Johnson earned praise from quarterback Chase Daniel for his efforts in the Chargers game, where he started alongside Rokevious Watkins and Eric Kush.
"Those guys are some young pups and to get thrown into the fire, on the road in a playoff environment ... the way they played, to give up only (two) sacks ... was unbelievable. Coach Reid called some downfield throws at the end of the game when we needed it. We needed them to step up, we needed them in the run game, and I think they did that."
Johnson came into the league highly-regarded as a run blocker who needed to continue to work on his passing game and earn experience against stronger competition. He also needed to distance himself from the poor decisions he'd made to this point. Johnson played every single offensive snap that game, so the team's coaching staff will be able to see quite a bit of tape on Johnson as he's developed in their system. And given the lack of any drama, so far, so good on the latter.
Let's get a quick look at what scouts were saying before the NFL Draft.
Offensive guard Rishaw Johnson (California, Pa.) has shown why some feel he could be a top-120 pick. He has good thickness throughout his body and moves very well for his 309-pound frame with large, 11-inch mitts. Johnson, who has been practicing at right guard, spent a little too much time on the ground and is a bit of a bull in a china shop, but he stays balanced off the snap and looks to finish. He has some off-field questions, but showcased the raw skills in practice to develop into a pro backup, at worst.
A former SEC recruit, Johnson is a raw, inconsistent, physically talented blocker with starter-caliber athletic ability and a marginal makeup that could wear thin on the mushroom club. Measurements are much more appealing than he plays.
Rishaw Johnson is a work in progress with some upside. He was dismissed from Ole Miss for violating team rules and isn't noted to be the hardest of workers. He has a lot to prove but could be worth the risk.
Johnson's NFL.com profile also graded him as a fourth rounder coming out of college:
Rishaw has been a tough and consistent starter for small-school Cal U in Pennsylvania. He is a transfer from Ole Miss, and there are questions that arise from his departure there. He is a reliable backup option early as an athletic big body, and he has fourth-round value.

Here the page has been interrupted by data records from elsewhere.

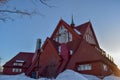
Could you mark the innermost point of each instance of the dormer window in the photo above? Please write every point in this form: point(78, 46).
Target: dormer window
point(89, 37)
point(18, 63)
point(63, 35)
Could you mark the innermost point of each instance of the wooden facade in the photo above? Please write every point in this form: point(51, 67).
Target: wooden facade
point(69, 47)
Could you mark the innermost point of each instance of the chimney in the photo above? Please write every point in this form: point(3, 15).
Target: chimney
point(38, 44)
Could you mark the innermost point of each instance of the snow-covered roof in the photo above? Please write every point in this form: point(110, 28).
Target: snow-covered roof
point(22, 61)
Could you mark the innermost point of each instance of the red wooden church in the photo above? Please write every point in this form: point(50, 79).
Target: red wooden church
point(69, 47)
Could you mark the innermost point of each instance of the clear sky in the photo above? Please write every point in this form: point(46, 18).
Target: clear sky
point(20, 35)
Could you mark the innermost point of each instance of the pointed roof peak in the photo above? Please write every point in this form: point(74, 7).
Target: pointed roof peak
point(72, 22)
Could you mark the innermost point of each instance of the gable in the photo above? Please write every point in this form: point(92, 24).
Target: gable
point(64, 33)
point(89, 36)
point(49, 52)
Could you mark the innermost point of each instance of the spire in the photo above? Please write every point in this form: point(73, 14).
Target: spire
point(72, 22)
point(38, 44)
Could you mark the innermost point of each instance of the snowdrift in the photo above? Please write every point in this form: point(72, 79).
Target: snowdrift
point(66, 75)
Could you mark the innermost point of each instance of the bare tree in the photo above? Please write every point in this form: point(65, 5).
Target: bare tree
point(6, 11)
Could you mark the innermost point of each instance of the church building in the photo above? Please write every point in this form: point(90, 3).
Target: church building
point(69, 47)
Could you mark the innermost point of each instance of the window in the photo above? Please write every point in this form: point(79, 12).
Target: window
point(105, 68)
point(59, 49)
point(71, 52)
point(63, 35)
point(16, 70)
point(90, 37)
point(83, 67)
point(18, 64)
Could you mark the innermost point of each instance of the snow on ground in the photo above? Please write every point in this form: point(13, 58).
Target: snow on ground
point(66, 75)
point(112, 77)
point(70, 75)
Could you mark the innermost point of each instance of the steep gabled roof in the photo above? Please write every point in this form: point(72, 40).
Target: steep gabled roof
point(83, 29)
point(52, 44)
point(68, 27)
point(24, 56)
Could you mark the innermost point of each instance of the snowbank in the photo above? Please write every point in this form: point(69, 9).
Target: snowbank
point(66, 75)
point(70, 75)
point(112, 77)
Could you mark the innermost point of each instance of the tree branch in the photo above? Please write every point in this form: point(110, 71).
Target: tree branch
point(16, 12)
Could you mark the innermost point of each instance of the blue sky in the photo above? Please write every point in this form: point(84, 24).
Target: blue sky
point(20, 35)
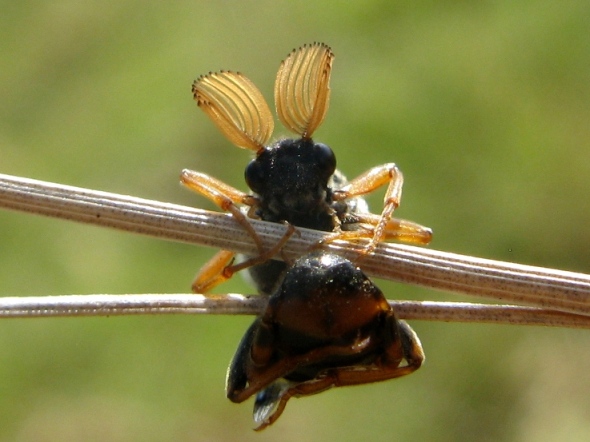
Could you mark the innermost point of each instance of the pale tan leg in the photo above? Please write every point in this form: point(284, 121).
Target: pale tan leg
point(224, 196)
point(219, 268)
point(396, 229)
point(383, 226)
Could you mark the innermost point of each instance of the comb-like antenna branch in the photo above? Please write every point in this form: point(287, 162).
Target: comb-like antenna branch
point(302, 88)
point(237, 108)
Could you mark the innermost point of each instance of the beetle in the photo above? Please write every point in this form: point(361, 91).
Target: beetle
point(327, 325)
point(292, 180)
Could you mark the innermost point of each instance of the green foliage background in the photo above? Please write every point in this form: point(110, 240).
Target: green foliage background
point(484, 105)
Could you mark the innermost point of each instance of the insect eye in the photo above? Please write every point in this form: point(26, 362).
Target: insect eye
point(325, 159)
point(255, 176)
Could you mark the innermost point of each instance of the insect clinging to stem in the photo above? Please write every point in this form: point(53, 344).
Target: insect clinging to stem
point(327, 325)
point(292, 180)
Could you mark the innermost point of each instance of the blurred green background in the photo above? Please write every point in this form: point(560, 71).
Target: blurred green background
point(484, 105)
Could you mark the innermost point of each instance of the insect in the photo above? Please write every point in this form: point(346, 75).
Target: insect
point(292, 180)
point(327, 325)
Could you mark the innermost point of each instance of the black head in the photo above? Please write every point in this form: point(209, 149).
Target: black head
point(291, 180)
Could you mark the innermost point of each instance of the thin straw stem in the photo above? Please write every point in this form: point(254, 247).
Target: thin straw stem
point(515, 283)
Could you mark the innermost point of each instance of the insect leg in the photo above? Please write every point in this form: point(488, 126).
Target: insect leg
point(224, 196)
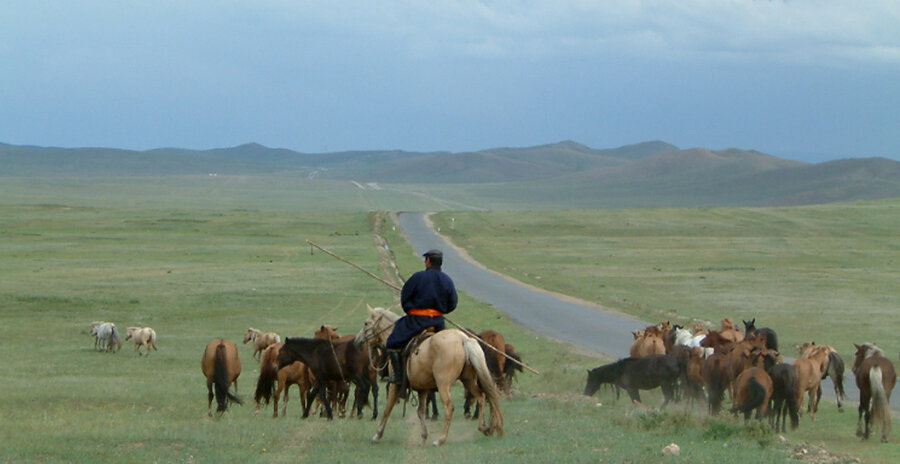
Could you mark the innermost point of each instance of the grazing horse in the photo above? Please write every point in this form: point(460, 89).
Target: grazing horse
point(717, 379)
point(647, 343)
point(260, 340)
point(269, 374)
point(875, 377)
point(339, 391)
point(808, 379)
point(221, 366)
point(107, 334)
point(330, 362)
point(728, 332)
point(439, 361)
point(635, 374)
point(143, 337)
point(784, 396)
point(830, 364)
point(497, 364)
point(771, 337)
point(753, 388)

Bottom Line: Johnson will earn $570,000 this year and the Chiefs can bring back Johnson with a minimum deal in 2015 as well, given that Johnson will be an exclusive rights free agent (which simply means that the Chiefs have exclusive rights to keep Johnson). If Johnson can play well and earn valuable minutes, that means he's a bargain on the roster. If the Chiefs let Asamoah and / or Schwartz go and seem to do very little to replace him, it might show just how much confidence they have in Johnson as a player and not prospect.